Understanding 3 Common Furnace Pilot Light Problems
If your home has a gas furnace, its steady operation relies heavily on a pilot light that remains lit at all times. Specifically, a pilot light provides the "spark" that is needed to ignite the burners each time your furnace needs to kick on. Unfortunately, problems with your pilot light can result in poor operation or even a lack of heat to your home.
By having a better understanding of common pilot light problems in gas furnaces, you may be able to more easily identify issues when they arise. From there, you can act quickly in contacting a reputable HVAC repair service.
Lack of Oxygen
A healthy pilot light flame should be mostly blue in color, although some may have a slight yellow tip.
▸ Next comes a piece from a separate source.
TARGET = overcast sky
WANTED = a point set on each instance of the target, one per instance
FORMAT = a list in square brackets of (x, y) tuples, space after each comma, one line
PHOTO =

If your pilot light is burning mostly or completely yellow, there's a good chance there isn't enough oxygen getting to the flame itself. In turn, the flame will not get hot enough, which can cause your furnace to work much harder than it should have to. As you might imagine, this could lead to premature wear and tear on your furnace.
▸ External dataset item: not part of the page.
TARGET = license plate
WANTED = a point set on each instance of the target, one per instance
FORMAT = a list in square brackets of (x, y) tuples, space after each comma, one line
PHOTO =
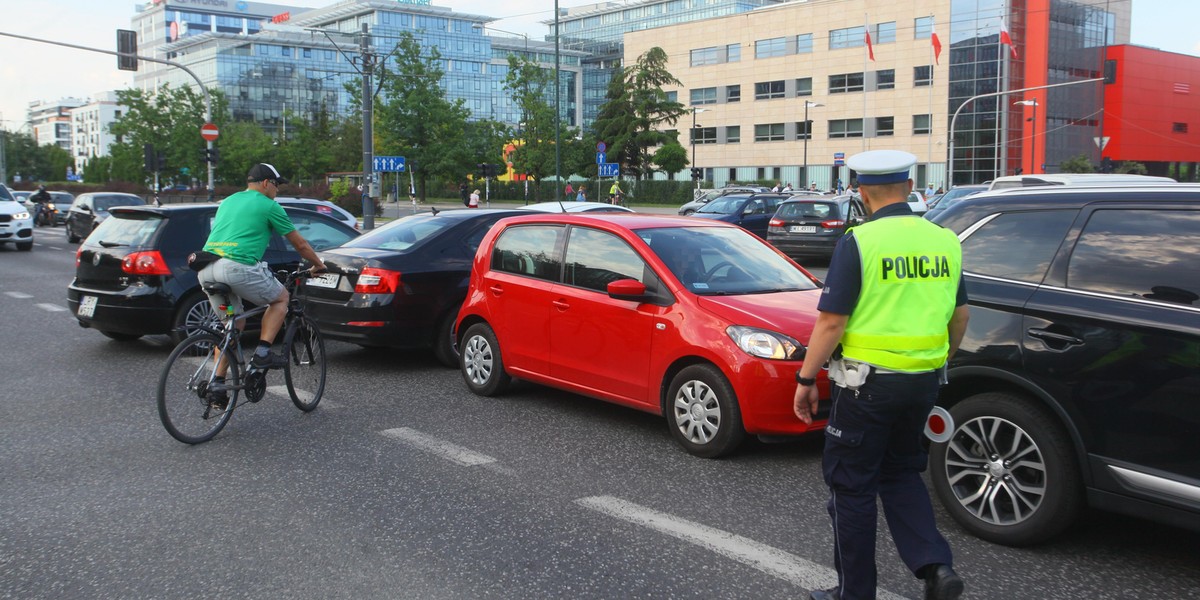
[(87, 306), (325, 280)]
In some cases, a yellow flame could also indicate the presence of too much carbon monoxide, which can be dangerous to you and your loved ones. For this reason, it's a good idea to contact an experienced HVAC repair shop if your furnace's pilot light is anything other than blue.
Pilot Light Is Out
If the pilot light on your furnace is completely out, you won't have any heat at all. Depending on how comfortable you are with re-lighting your own pilot light, this is something you may be able to tackle without help from a professional. Just be sure to use your furnace owner's manual and follow all safety instructions for re-lighting it. If the pilot light continues to go out, however, it's important to call a professional for further evaluation.
Dirty Intake Valve
Over time, debris and dust can build up on your pilot light's intake valve. This can result in a lack of oxygen getting to the flame itself, which may cause the light to go out or to burn inefficiently. The best way to keep the intake valve clean is to schedule annual tune-ups, as a cleaning of the valve is typically included as part of your tune-up. You can also cut down on debris around this valve by changing your furnace air filter regularly.
Pilot light issues are relatively common in gas furnaces, but the good news is that they're usually a relatively easy fix. Just be sure to turn to a professional furnace repair expert to address these problems.